Reverse transcription not required.
Now that you’ve refreshed your memory on how to code infectious agent antigen detection, make sure you understand the one little change in CPT® 2014 that affects seven of those codes — and could affect your bottom line.
Clarify Amplified Probe Codes
If you bill for infectious agent antigen detection by amplified probe technique, also called nucleic acid amplification test (NAAT), here’s something you need to know.
Problem: CPT® 2013 changed the description of several infectious agent antigen detection codes from “amplified probe technique” to “reverse transcription and amplified probe technique.” That left coders in a dilemma: You had no way to accurately report a test that used amplified probe technique but didn’t involve reverse transcription.
“While reverse transcription is a necessary component of a NAAT using polymerase chain reaction (PCR) for an RNA target, there are other NAATs that do not use PCR, thus the step is not always relevant,” explains Vickie Baselski, PhD, D(ABMM), F(AAM), professor of pathology and laboratory medicine at the University of Tennessee Health Science Center in Memphis.
CPT® 2014 changes the code definitions to state, “amplified probe technique, includes reverse transcription when performed.” That means the code includes reverse transcription, if performed, but the reverse transcription step isn’t necessary to use the codes.

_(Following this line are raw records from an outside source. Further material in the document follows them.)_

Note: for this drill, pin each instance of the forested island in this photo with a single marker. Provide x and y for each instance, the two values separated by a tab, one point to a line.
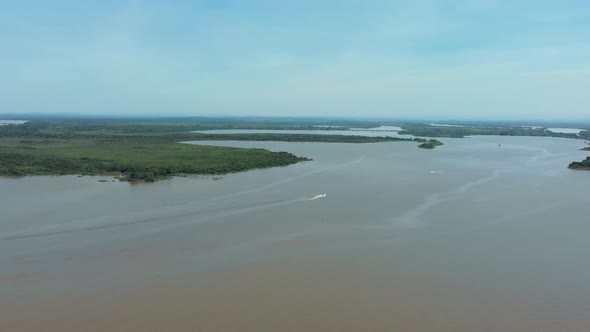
141	151
582	165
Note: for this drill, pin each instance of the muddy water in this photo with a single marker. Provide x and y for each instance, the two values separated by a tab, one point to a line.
469	236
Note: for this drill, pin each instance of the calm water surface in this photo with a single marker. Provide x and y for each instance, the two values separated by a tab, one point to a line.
496	223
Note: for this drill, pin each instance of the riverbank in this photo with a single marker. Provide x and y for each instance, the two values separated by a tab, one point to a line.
142	152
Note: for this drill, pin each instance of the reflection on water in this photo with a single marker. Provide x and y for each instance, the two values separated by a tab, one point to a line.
470	232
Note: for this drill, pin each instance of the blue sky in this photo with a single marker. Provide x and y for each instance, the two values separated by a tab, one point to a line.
424	59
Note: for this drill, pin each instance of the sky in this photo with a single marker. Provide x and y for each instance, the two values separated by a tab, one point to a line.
465	59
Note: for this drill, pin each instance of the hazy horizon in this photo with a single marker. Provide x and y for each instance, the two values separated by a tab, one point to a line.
472	60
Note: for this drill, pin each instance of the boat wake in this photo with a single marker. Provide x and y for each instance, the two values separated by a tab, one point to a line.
315	197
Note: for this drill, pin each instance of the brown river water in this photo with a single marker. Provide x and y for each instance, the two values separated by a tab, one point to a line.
471	236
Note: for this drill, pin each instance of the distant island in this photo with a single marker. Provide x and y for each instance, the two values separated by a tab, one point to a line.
144	151
430	144
581	165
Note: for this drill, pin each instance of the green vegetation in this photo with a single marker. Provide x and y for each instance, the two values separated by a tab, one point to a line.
431	144
57	149
581	165
306	138
460	132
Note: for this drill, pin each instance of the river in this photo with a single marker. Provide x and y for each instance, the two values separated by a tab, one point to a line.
484	233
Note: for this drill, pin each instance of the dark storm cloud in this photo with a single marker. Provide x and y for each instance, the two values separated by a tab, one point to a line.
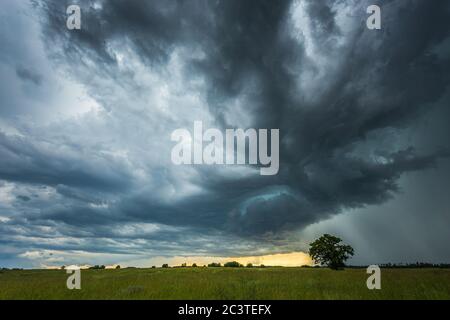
28	75
337	95
23	161
249	39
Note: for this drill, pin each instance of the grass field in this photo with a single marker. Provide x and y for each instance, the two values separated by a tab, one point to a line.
226	283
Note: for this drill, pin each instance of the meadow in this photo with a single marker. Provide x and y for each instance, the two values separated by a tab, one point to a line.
226	283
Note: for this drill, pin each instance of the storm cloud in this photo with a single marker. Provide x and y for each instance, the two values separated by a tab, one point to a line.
345	98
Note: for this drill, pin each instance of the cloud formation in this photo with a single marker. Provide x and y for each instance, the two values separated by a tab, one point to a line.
99	178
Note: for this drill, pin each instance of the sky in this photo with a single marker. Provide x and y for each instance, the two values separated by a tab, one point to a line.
86	118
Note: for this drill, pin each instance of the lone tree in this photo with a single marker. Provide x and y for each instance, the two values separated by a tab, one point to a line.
328	250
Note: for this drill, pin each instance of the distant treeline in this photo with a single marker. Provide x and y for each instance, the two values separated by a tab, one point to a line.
409	265
234	264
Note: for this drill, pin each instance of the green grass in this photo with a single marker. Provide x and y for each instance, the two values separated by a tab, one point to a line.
226	283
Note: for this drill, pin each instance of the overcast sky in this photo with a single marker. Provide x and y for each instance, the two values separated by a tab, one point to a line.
86	117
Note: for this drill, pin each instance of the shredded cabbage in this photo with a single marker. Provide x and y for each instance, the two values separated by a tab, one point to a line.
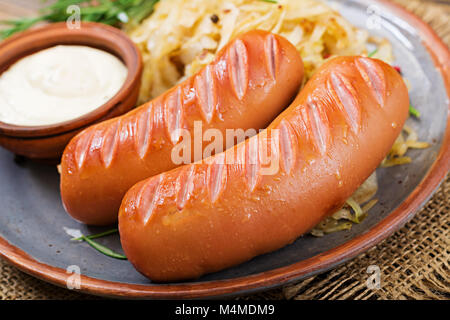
182	36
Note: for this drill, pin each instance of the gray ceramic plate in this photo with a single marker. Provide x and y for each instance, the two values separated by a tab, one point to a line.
32	217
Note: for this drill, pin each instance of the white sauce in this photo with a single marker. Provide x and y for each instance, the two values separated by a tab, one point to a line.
59	84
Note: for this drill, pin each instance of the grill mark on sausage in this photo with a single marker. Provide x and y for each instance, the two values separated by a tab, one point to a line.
319	126
82	148
148	198
217	177
374	78
186	186
345	95
110	143
205	88
238	68
158	127
287	147
252	164
272	54
174	115
143	132
126	130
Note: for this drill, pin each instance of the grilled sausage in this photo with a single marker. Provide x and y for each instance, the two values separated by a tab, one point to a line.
250	82
217	213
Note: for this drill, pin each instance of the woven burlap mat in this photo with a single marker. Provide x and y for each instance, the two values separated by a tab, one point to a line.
414	262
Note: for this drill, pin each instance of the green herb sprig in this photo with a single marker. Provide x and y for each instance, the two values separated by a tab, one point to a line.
110	12
99	247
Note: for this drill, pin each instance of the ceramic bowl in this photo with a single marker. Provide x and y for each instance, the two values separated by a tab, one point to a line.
47	142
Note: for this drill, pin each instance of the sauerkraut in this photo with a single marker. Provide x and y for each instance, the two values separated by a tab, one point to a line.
182	36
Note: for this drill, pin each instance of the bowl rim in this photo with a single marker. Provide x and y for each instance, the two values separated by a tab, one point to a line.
288	274
45	36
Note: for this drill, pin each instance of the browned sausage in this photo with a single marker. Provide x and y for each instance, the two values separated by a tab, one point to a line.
251	81
208	216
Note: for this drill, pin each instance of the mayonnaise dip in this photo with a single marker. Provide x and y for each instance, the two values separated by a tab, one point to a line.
59	84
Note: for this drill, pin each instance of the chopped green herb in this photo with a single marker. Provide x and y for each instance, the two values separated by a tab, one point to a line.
111	12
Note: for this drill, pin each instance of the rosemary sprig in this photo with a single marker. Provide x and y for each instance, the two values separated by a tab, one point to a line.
111	12
98	235
102	249
99	247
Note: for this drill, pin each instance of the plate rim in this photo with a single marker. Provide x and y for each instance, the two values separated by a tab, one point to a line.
329	259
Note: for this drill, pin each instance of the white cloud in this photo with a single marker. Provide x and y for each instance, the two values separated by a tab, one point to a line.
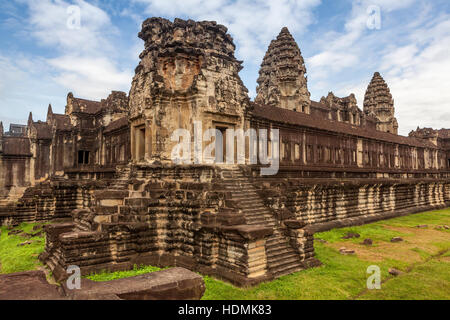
93	77
85	60
253	24
417	71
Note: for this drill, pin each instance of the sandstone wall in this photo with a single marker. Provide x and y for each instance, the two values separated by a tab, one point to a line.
328	204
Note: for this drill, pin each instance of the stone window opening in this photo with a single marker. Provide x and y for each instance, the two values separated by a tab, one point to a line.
140	143
83	157
297	151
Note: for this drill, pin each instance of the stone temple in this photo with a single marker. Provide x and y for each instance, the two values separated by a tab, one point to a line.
103	169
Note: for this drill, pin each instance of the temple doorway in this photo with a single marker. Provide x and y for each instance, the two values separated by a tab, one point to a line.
221	145
140	143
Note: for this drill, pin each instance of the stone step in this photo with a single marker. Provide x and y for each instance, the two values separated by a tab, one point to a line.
275	262
287	269
282	254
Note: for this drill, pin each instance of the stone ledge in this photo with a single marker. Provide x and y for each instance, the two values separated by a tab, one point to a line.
248	232
170	284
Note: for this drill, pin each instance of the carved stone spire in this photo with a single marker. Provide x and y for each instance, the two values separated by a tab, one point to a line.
378	101
282	78
30	119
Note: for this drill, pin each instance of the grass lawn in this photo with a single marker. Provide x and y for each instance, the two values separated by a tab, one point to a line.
423	257
15	258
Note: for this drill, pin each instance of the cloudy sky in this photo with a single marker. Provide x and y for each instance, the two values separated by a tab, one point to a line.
45	52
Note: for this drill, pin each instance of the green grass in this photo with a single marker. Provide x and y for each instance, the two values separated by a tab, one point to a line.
107	276
424	257
17	259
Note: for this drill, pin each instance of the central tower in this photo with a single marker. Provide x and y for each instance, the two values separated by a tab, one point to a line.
188	73
282	78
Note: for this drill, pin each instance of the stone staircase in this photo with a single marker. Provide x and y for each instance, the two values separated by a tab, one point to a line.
282	259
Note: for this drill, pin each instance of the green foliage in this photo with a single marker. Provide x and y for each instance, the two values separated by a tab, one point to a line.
340	277
107	276
14	258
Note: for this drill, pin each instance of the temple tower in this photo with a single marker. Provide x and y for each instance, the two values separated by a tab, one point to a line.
378	102
187	74
282	78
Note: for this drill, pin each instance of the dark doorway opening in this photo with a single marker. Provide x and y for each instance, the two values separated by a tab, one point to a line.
221	145
83	157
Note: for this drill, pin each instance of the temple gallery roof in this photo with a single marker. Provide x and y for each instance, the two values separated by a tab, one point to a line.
305	120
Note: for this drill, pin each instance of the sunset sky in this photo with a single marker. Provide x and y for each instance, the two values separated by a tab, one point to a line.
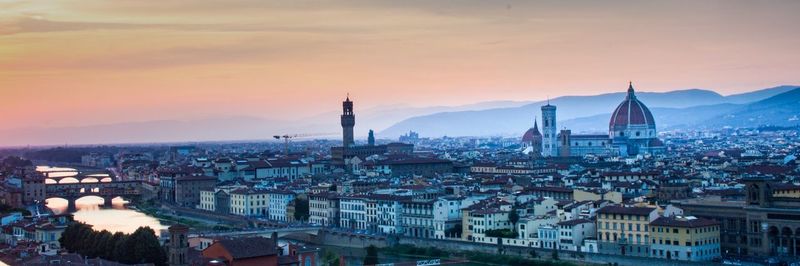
74	63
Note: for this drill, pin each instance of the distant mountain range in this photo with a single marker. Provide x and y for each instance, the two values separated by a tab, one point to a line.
590	114
693	108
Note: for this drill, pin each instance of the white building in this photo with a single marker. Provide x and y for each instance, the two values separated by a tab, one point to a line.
572	233
446	215
353	213
323	209
278	201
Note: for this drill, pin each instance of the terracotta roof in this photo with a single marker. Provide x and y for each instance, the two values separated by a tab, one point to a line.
616	209
248	247
685	222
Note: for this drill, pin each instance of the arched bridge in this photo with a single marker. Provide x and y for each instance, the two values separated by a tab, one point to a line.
266	232
106	190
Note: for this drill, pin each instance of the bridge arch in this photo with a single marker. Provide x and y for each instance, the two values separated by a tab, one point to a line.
90	180
68	180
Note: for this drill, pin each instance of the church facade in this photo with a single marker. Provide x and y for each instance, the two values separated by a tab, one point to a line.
631	132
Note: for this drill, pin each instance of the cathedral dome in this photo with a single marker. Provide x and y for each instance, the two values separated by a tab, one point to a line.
631	113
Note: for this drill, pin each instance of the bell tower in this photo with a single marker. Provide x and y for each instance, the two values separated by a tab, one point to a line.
549	135
348	122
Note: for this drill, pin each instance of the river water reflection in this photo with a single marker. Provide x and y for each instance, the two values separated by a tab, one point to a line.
118	218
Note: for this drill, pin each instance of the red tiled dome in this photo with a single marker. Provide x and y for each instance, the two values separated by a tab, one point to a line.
631	112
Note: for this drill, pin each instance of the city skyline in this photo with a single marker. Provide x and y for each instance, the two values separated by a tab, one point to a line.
84	63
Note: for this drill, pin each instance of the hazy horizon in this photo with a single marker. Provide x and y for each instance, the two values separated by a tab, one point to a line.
89	62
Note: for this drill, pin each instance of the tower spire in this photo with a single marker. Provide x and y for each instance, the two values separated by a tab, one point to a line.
630	90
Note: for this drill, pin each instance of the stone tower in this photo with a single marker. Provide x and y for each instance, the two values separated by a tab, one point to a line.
549	135
178	245
371	138
348	122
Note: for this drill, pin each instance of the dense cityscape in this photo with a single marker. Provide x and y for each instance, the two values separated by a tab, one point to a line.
632	196
399	133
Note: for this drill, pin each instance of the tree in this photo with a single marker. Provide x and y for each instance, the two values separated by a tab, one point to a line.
111	249
146	247
330	259
372	255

Problem solved: “I believe that in order to simplify coding, and price all NAATs into the same reimbursement category since organism-specific data are used essentially identically in patient management, the AMA elected to revise the wording for amplified probes to be inclusive of the reverse transcription step if required,” Baselski says.
Here are the revised 2014 codes:
Capture Trich Test
CPT® 2014 has one new code in the microbiology section: 87661 (Infectious agent detection by nucleic acid (DNA or RNA); Trichomonas vaginalis, amplified probe technique).
Use this code for an amplified probe test to detect Trichomonas vaginalis, a protozoan parasite. This is an organism that may cause vaginitis or urogenital infection, according to Kimberly Walker, representing the American Society for Microbiology at the CMS annual Clinical Laboratory Fee Schedule (CLFS) public meeting.
Although CPT® provides other method-specific tests for Trichomonas vaginalis, such as 87808 (Infectious agent antigen detection by immunoassay with direct optical observation; Trichomonas vaginalis) and 87660 (Infectious agent detection by nucleic acid (DNA or RNA); Trichomonas vaginalis, direct probe technique), you shouldn’t use those codes for an amplified probe technique test for the organism.
“Coders may have reported this test with the general methodology code 87798 (Infectious agent detection by nucleic acid [DNA or RNA], not otherwise specified; amplified probe technique, each organism) prior to the addition of 87661,” says William Dettwyler, MT AMT, president of Codus Medicus, a laboratory coding consulting firm in Salem, Ore.